Há outros pontos negativos no filme, para além da reificação do corpo erótico de Marilyn. Um deles evidencia uma visão conservadora da maternidade e do corpo da mulher. Marilyn engravida, surgem imagens de um feto na tela. Ela decide não seguir com a gravidez e a interrompe. A imagem do feto continua aparecendo em cenas subsequentes por diversas vezes, até ganhar voz e interagir com a protagonista. Ele quer saber se ela o abortará novamente. A conversa está na cabeça de Norma, isso o espectador entende muito bem. Mas o que está nas entrelinhas é a visão de que um feto de poucas semanas já é um ser humano dotado de consciência e com capacidade de compreensão dos atos da mãe, por isso a interrupção da gravidez angustia tanto Norma. Trata-se de um posicionamento político contra o aborto. Isso fica gritante quando Marilyn sofre um outro aborto em um momento no qual estava decidida a levar a gestação até o fim. Ou seja, pagou o pecado da morte de um novo ser humano perdendo uma gravidez que ela tanto desejava. Vale lembrar que a Suprema Corte dos Estados Unidos revogou em 2022 o direito ao aborto que havia sido garantido por meio de uma jurisprudência. Essa reversão só foi possível devido ao posicionamento conservador de integrantes da Suprema Corte que representam setores conservadores da sociedade civil. O filme parece dialogar diretamente com estes setores conservadores do país que panfletam contra um procedimento que garante às mulheres a gerência de sua saúde e do próprio corpo.

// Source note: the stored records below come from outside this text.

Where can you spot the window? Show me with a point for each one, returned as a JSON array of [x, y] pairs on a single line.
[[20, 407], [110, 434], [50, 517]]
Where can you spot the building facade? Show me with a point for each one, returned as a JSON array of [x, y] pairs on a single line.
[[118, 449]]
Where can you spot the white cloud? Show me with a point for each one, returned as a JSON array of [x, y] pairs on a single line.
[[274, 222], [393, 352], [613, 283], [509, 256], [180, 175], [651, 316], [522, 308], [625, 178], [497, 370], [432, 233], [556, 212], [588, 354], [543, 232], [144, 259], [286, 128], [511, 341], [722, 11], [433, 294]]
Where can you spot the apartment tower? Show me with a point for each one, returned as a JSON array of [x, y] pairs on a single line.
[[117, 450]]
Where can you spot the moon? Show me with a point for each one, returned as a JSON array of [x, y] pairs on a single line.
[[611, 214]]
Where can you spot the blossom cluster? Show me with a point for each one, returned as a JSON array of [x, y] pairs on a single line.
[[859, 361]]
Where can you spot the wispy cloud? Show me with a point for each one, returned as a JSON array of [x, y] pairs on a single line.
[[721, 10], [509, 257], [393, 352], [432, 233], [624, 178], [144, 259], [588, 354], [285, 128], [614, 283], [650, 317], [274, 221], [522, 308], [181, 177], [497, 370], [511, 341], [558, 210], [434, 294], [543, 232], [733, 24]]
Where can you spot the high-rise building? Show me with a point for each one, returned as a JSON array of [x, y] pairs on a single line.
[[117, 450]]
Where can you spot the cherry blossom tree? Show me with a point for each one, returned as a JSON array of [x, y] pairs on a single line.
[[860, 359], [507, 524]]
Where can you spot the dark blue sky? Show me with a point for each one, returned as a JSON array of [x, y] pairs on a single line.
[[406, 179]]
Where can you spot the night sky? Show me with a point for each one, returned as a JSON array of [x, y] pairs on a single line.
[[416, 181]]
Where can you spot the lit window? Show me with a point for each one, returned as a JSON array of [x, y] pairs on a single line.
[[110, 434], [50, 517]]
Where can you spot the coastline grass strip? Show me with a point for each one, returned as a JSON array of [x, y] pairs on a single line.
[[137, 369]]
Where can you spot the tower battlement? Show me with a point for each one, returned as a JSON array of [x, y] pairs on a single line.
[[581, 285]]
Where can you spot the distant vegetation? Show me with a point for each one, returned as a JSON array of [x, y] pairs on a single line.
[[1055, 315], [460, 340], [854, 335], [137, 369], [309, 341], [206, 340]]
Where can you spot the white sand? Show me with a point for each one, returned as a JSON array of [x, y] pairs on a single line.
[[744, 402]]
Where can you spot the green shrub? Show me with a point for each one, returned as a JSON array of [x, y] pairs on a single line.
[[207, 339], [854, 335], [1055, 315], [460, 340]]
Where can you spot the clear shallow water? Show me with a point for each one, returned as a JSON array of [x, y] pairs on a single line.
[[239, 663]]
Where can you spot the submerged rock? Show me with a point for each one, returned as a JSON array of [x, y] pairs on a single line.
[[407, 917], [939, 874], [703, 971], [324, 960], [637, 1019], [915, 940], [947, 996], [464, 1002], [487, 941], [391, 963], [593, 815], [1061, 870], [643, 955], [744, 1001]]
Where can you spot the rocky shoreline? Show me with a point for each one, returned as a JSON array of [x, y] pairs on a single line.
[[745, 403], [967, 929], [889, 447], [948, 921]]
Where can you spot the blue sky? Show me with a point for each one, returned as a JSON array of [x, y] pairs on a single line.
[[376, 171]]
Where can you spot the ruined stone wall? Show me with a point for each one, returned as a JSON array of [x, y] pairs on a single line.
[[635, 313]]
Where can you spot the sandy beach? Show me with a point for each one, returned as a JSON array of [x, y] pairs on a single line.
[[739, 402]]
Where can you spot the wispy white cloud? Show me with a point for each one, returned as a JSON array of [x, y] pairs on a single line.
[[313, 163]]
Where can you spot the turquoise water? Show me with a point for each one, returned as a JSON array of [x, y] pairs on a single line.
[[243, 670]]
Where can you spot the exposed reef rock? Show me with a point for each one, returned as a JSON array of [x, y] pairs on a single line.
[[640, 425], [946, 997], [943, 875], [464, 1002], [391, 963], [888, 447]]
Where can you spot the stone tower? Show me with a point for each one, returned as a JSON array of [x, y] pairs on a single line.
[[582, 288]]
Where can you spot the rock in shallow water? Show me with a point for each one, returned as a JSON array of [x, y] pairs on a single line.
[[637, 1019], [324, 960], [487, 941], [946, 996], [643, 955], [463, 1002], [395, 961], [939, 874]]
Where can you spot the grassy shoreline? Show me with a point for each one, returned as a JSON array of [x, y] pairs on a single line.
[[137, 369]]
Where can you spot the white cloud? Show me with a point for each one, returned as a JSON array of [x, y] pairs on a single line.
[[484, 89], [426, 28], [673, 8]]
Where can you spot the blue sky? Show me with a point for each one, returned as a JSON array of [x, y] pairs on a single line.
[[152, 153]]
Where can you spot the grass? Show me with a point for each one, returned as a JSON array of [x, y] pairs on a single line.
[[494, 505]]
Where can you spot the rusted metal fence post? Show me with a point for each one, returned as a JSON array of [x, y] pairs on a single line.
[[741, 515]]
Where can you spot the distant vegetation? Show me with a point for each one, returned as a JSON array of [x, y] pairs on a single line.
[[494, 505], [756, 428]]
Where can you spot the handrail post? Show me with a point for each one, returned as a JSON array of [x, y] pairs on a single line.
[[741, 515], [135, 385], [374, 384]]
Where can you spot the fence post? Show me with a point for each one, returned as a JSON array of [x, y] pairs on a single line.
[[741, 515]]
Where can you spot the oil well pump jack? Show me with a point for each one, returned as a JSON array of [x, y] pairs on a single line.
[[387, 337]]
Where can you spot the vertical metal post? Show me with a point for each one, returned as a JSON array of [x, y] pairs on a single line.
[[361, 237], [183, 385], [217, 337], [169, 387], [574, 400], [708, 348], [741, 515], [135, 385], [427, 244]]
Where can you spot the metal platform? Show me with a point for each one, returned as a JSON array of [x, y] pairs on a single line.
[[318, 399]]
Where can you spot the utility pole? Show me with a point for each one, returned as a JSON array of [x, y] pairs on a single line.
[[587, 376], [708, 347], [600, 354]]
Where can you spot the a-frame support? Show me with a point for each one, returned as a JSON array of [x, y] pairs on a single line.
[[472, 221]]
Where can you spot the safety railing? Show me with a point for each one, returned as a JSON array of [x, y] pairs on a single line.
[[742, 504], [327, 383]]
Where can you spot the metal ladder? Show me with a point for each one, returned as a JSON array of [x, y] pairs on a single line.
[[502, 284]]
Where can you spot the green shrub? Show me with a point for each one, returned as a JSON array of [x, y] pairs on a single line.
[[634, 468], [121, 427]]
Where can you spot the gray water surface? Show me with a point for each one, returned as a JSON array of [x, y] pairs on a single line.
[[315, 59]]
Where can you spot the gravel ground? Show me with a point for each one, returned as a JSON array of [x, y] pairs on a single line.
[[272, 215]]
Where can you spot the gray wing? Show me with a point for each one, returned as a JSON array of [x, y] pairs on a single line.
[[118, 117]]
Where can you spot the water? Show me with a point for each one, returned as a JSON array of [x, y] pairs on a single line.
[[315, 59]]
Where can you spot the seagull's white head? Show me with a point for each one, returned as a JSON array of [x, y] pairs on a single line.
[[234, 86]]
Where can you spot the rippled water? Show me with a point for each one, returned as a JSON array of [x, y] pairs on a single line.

Blonde exagera na quantidade de cenas de abusos sexuais sofridos por Marilyn. Seria compreensível este tom exagerado se fosse utilizado para criticar a construção midiática da atriz, ao invés de reiterá-lo. Mas o filme se interessa muito mais pelo corpo de Marilyn. Não é à toa que em uma das primeiras cenas do filme, que apresenta Norma já adulta, o enquadramento registra o movimento de seus quadris, de costas, enquanto caminha para uma mesa. A título de comparação, a quantidade de corpos masculinos nus em cena é mínima, já Ana de Armas está exposta o tempo todo, explorada milimetricamente ao ponto de ter uma câmera que emula uma filmagem do interior de seu corpo, no útero. Ou seja, a nudez da mulher ainda é o produto principal em determinados trabalhos dirigidos e escritos por homens. De modo geral, o filme que poderia ser uma crítica à estrutura machista violenta da indústria de cinema de Hollywood acaba por se tornar mais um modo de explorar a imagem de uma atriz erotizada mesmo após a sua morte.